In Old Masters Reloaded at Christie's London the artist showcases an exquisite selection of paintings made with interlaced fabric which creates texture while generating depth to classic inspired images.
The term Old Masters refers to the most recognised European artists, predominantly painters, working between the Renaissance and 1800. Gian Piero Gasparini pays homage to the Old Masters, bringing to life with a formidable twist of talent and creativity outstanding revisited images. Hands, feet, torsos, and facial features together form part of his vocabulary of expression, which he uses to symbolize the metaphorical language of the vicissitudes of daily life.
For Gasparini the past is a fundamental component of the survival and regeneration of the future, based as it is upon knowledge, an essential element to guard and to protect, so as not to lose sight of it in the darkness which separates reality and the virtual world of the digital age.
The artist reconnects the divergent strains of a system which simultaneously links and creates networks that form an individuality both reflecting the needs of digital innovation, but also meticulously revels in the historical texture of millennia of human evolution.
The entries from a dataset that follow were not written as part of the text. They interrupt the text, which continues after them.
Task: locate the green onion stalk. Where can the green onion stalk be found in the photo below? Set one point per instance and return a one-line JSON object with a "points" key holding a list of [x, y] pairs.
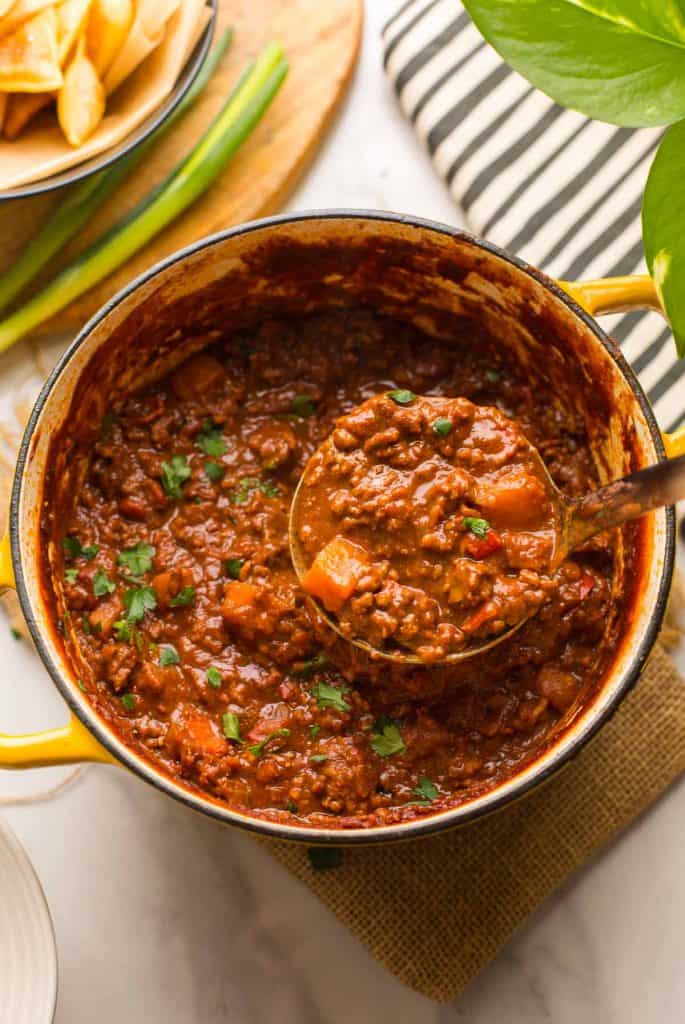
{"points": [[187, 181], [86, 198]]}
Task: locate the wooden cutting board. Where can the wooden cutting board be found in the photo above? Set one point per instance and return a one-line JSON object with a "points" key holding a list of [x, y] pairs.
{"points": [[322, 41]]}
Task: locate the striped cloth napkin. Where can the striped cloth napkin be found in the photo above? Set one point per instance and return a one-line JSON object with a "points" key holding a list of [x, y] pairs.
{"points": [[559, 189]]}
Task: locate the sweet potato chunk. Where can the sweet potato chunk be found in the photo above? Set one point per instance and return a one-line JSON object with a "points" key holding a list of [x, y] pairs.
{"points": [[335, 572]]}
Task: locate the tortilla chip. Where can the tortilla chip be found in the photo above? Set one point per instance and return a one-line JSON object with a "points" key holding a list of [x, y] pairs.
{"points": [[22, 108], [18, 12], [29, 57], [146, 33], [72, 16], [81, 99], [109, 25]]}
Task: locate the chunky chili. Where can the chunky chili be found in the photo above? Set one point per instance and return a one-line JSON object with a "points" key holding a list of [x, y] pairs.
{"points": [[390, 518], [189, 634]]}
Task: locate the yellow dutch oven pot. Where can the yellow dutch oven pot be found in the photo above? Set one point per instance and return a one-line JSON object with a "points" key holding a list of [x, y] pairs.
{"points": [[437, 276]]}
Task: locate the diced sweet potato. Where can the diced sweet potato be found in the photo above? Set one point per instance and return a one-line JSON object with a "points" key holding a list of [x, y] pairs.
{"points": [[335, 572], [199, 376]]}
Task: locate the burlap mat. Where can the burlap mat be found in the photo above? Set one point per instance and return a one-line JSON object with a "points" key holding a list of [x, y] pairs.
{"points": [[436, 910]]}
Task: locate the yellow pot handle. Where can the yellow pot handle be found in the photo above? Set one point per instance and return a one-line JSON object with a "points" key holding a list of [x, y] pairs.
{"points": [[619, 295], [68, 744]]}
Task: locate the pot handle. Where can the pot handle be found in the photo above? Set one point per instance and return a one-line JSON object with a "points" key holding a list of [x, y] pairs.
{"points": [[619, 295], [70, 743]]}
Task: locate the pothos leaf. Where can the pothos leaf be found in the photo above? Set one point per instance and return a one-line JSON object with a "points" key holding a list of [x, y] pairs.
{"points": [[617, 60], [662, 219]]}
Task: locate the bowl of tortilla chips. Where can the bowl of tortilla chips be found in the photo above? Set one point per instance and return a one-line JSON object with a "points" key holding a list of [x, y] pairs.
{"points": [[84, 81]]}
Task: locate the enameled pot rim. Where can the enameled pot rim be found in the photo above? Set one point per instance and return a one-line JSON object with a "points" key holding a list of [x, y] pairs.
{"points": [[548, 763]]}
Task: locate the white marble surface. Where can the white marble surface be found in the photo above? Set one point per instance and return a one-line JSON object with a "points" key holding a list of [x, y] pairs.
{"points": [[165, 918]]}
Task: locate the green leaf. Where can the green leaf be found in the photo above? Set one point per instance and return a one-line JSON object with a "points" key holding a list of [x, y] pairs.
{"points": [[304, 406], [169, 655], [210, 440], [617, 60], [214, 677], [401, 397], [425, 791], [137, 601], [137, 559], [182, 598], [442, 426], [330, 696], [174, 475], [102, 585], [231, 726], [214, 471], [386, 738], [664, 228], [73, 549], [325, 858], [233, 566], [477, 526]]}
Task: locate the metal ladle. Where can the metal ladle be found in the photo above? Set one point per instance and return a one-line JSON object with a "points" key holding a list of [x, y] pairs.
{"points": [[578, 520]]}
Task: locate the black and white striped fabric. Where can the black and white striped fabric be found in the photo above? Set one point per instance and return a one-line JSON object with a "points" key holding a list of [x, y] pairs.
{"points": [[561, 190]]}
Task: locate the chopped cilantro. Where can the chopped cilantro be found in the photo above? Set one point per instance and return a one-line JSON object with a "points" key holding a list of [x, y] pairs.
{"points": [[73, 549], [137, 601], [325, 858], [401, 397], [304, 406], [182, 598], [137, 559], [258, 749], [214, 471], [442, 426], [477, 526], [123, 631], [330, 696], [233, 566], [231, 727], [425, 791], [214, 677], [102, 584], [174, 475], [309, 667], [169, 655], [386, 738]]}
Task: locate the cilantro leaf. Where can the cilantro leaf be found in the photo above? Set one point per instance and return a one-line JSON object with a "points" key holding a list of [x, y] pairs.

Gian Piero’s paintings are reinterpretations with a contemporary twist, keeping an eye on scientific, mathematic, and geometric aspects that his visual arts embrace. Gasparini adopts elements from the history of art, allusions and reflections of the past masters, in order to give a direction and purpose to his world of contemporary reality.
The body of work entitled LDV is an expressly created homage to Leonardo da Vinci, and consists of a series of paintings exploring the links between art and mathematics, space and harmony, proportion and beauty.
In the group of paintings Profundum Nigrum, Gasparini explores the basis of humankind’s location at the centre of the universe, a late Renaissance anthropocentric vision, furthermore redolent of Caravaggio’s chiaroscuro style.
Through Gasparini art is revisited not only as an aesthetic expression, but also as an element linked to contemporary life, a vehicle of communication and of new ideas, offering the observer a new spiritual and cultural vision, facilitating the creation of a better world through art and artifice more in harmony with what surrounds us.